Result of the final of the IX Festival Nacional de la Canción SIN – Camino a la OTI
| R/O | Song | Artist | Songwriter(s) | Conductor | Affiliate | Result |
|---|---|---|---|---|---|---|
| 1 | "Soñador" | Bobby Rivas | Enrique Izquieta | Héctor Garrido | KMEX-TV–Los Angeles | —N/a |
| 2 | "Desesperado" | Ricardo Díaz | Charly Menéndez | Juan Carlos Oyarzun | W14AA–Washington D.C. | —N/a |
| 3 | "Para quererte a ti" | Ana Deysi | Eddie Portal | William Sánchez | KDTV–San Francisco | 3 |
| 4 | "Todos" | Dámaris Carbaugh, Miguel Ángel Guerra [es], and Eduardo Fabián | Vilma Planas | Juan Salazar | WXTV–New York | 1 |
| 5 | "Solo por ella" | Sergio Ruiz | Pedro Reyna; Sergio Ruiz; | Meco Monardo | KWEX-TV–San Antonio | —N/a |
| 6 | "No existe nada imposible" | Jerry Dean | Jerry Dean | William Sánchez | W50AC–Tampa | —N/a |
| 7 | "Por el amor" | Daniel Recalde | Daniel Recalde; Lázaro Muñiz; José Jorge; | Lázaro Muñiz | WSNS-TV–Chicago | —N/a |
| 8 | "Es tiempo ya" | Jeannie Cruz | Zoila Pacheco; Jeannie Cruz; | William Sánchez | WLTV–Miami | 2 |
| 9 | "Al sol" | Juan Alejandro | Juan Carlos Urbina | William Sánchez | KFTV–Fresno | —N/a |
| 10 | "Ella y yo" | Gustavo Munguía | Gustavo Munguía | Jimmy Olivas | KINT-TV–El Paso | —N/a |
| 11 | "Somos dos" | Adalberto Gallegos | Miguel Crisantes; Adalberto Gallegos; | Peque Rosino | KTVW-TV–Phoenix | —N/a |

== At the OTI Festival ==
On 15 November 1986, the OTI Festival was held at the Municipal Theatre in Santiago, Chile, hosted by Televisión Nacional de Chile (TVN), Universidad Católica de Chile Televisión (UCTV), and Universidad de Chile Televisión (UTV), and broadcast live throughout Ibero-America.

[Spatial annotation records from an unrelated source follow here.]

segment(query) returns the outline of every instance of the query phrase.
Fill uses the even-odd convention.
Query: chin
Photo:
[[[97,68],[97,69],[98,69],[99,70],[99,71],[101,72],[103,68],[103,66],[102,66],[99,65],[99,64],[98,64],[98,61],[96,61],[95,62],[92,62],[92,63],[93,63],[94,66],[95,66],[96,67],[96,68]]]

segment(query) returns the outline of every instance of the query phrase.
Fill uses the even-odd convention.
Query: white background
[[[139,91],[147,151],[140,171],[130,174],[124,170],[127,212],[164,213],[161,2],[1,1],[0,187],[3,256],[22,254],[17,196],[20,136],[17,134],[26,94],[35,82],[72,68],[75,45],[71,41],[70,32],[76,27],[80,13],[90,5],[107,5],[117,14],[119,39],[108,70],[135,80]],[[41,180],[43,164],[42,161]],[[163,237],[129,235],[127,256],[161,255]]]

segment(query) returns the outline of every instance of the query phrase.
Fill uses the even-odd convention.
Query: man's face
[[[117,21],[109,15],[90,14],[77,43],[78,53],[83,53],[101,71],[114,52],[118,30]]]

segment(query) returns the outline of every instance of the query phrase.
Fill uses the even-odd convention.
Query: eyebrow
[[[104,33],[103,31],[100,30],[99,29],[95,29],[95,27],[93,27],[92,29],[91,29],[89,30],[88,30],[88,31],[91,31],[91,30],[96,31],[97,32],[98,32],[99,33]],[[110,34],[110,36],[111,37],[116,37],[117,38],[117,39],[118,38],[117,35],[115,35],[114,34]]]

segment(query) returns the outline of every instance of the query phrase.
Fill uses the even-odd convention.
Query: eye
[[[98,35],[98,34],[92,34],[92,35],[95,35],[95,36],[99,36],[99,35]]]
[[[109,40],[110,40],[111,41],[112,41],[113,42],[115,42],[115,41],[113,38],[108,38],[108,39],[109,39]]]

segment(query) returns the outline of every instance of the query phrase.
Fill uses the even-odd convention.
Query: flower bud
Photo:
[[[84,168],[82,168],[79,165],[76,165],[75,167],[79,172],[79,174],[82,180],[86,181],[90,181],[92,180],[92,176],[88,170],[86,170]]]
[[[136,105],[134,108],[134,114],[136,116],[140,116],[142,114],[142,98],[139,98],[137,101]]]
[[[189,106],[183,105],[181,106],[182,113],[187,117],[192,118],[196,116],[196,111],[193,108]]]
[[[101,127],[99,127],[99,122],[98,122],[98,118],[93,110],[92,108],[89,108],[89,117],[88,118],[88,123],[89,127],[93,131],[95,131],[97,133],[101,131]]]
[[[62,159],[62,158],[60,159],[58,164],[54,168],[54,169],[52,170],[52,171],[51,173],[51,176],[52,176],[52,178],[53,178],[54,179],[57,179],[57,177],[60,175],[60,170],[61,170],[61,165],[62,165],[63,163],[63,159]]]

Dámaris Carbaugh, Miguel Ángel Guerra, and Eduardo Fabián performed "Todos" in position 18, with Juan Salazar conducting the event's orchestra, and placing first out of 20 competing entries, winning the festival. This was the first entry from the United States to win the OTI Festival.